Participants were asked to recall a time when they were very stressed (stress condition) or recall a time when they were happy and relaxed (control condition). They were then instructed to think about that time in as much detail as possible and describe it in a text box. They indicate their stress level on a scale ranging from very calm (− 50) to very stressed (+ 50) before and after the induction. Next, participants were asked to enter two searches they could have entered to Google during the time.

Analysis

To assess whether the manipulation was successful, a 2 (condition: stress, control) by 2 (time: pre-induction, post induction) ANOVA was run with follow up pair-wise t-tests.
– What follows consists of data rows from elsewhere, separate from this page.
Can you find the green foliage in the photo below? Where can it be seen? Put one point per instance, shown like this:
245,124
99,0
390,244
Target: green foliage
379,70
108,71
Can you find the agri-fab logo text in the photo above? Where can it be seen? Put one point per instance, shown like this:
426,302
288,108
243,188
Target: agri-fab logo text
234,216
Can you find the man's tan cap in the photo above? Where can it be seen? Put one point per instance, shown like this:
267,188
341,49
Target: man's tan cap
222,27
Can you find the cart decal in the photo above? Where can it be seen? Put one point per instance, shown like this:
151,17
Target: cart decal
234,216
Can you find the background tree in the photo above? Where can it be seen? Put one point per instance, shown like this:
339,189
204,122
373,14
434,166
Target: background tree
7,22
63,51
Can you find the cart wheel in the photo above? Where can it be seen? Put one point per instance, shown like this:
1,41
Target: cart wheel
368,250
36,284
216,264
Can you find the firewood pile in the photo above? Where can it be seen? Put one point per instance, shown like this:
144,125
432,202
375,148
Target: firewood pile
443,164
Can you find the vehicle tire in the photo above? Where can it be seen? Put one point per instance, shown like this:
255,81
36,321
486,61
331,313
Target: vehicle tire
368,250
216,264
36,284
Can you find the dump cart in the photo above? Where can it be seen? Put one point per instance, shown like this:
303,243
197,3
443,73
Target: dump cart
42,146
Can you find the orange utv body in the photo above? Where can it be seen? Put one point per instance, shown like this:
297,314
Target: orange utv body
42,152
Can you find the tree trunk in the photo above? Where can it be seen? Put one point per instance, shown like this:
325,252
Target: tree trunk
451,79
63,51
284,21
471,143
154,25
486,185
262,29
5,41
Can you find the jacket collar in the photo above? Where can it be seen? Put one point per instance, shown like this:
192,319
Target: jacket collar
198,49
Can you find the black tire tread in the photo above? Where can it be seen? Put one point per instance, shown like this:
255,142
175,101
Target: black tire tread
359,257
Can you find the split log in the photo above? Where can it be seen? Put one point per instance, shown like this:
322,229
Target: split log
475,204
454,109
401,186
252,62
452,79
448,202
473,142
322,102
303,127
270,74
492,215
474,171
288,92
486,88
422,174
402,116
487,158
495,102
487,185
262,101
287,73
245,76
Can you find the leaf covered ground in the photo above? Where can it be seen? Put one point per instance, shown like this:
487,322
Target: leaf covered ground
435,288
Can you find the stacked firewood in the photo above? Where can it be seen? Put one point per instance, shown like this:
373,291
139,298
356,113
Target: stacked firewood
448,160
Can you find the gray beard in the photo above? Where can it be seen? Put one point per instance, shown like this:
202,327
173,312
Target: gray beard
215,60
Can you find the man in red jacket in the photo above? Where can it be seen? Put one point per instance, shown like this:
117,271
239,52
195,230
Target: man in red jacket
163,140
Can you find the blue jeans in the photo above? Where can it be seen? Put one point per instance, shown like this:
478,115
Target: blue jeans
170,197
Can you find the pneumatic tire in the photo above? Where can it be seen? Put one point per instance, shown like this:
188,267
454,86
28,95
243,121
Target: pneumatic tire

Next, for each participant, we counted the number of questions that began with “How” (i.e., 0, 1, 2) and for every other question word (i.e., “What”, “Which”, “Who”, “Where”, “Why”, “When”, and “Whose”). We then conducted separate independent samples t-tests to assess the difference in the number asked for each question type between conditions. Finally, we implemented a machine learning approach to assess the average valence of participants’ two searches by applying the pre-trained model distilbert-base-uncased-finetuned-sst-2-english36 to their submitted searches. Finally, we examined the difference between participants in the stress and control conditions with regard to the number of “How” searches submitted and the valence of their searches.